Greenhorn Fettuccine

1 October 2007

At least Andrea didn’t do this.
Image Courtesy National Broadcasting Company

People know I’m a runner. I jaw about it constantly. Most are probably bored by my addiction. Some however, dive right in. And so I’ve discovered an unexpected benefit of running: witnessing friends and family take their first pronated or supinated steps toward physical fitness.

Perhaps understandably, some feel self-conscious when talking to me about their personal benchmarks. They consider me too advanced to appreciate their comparatively “modest” achievements. Never mind that, in the pantheon of running, I’m far, far closer to Oprah Winfrey than Meb Keflezighi. They still think that somehow I’m too fleet of foot to regard their accomplishments with awe.
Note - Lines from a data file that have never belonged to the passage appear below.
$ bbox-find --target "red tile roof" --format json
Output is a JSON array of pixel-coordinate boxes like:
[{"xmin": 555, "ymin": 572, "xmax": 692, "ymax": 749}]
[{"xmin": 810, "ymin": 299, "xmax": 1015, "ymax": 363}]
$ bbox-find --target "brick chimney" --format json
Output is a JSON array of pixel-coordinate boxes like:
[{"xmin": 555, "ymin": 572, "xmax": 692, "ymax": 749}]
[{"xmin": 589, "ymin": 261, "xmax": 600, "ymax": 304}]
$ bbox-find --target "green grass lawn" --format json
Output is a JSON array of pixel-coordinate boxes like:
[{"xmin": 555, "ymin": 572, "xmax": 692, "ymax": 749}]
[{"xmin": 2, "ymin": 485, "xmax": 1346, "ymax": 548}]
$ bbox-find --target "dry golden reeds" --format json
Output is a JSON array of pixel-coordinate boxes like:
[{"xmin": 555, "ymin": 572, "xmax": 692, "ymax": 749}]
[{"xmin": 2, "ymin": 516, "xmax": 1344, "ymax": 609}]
But I’m unashamedly energized by new runners. Whether they’ve finally broken the 10 minute mile barrier, or have built up the stamina to run for more than 3 days week. Seasoned runners understand the immensely hard work, dedication, and discipline required to go from coach potato to 5k.

I remember that first mile, and nearly throwing up after my first 10 miler. I recall the elation I felt after my first race. Today, I feel the latent energy coursing through my body; the undeniably agreeable feeling that I can run 20 miles at the drop of a hat, or an ultra marathon without first putting my affairs in order. Put simply, I know the pleasure of running “just because I can.”
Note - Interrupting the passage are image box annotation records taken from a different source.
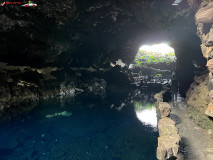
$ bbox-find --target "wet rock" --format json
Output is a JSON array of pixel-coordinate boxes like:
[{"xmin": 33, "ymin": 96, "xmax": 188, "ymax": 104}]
[
  {"xmin": 185, "ymin": 75, "xmax": 213, "ymax": 129},
  {"xmin": 158, "ymin": 102, "xmax": 171, "ymax": 117},
  {"xmin": 157, "ymin": 118, "xmax": 181, "ymax": 160},
  {"xmin": 205, "ymin": 103, "xmax": 213, "ymax": 117},
  {"xmin": 154, "ymin": 90, "xmax": 166, "ymax": 107}
]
I want others to experience the same thing. I’d like to think that love and affection prompt me. But perhaps I’m merely reliving my initial foray into the vicissitudes of running. Let the psychoanalysts decide. Regardless, if you’re a new runner making real progress, you’re motivating me.
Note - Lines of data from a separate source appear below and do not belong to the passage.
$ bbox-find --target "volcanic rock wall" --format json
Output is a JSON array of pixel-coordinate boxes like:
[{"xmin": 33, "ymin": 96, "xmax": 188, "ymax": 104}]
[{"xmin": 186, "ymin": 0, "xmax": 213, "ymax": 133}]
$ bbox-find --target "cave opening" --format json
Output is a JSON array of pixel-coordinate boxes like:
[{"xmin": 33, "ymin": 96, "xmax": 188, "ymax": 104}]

This being said, there is a right way and a wrong way to get started on this whole running thing. Or rather, there is a right way, a wrong way, and my sister-in-law Andrea’s way.

Recently, she ran her first 5k; a worthy feat. It’s even more remarkable when you consider she started her running odyssey not through a measured work-up to race readiness, but at the actual starting line. Call it the Michael Scott plan. At least she didn’t carbo-load Fettuccine Alfredo moments before the race.

Andrea has written an amazing, “you have to read it to believe it” post describing her adventure. It’s pure hilarity; no summary will do it justice. YOU SIMPLY MUST READ IT.

Just because I utterly respect newbie runners doesn’t mean I can’t fall on the floor laughing at them.

Just be sure to tell Andrea I’m laughing with her.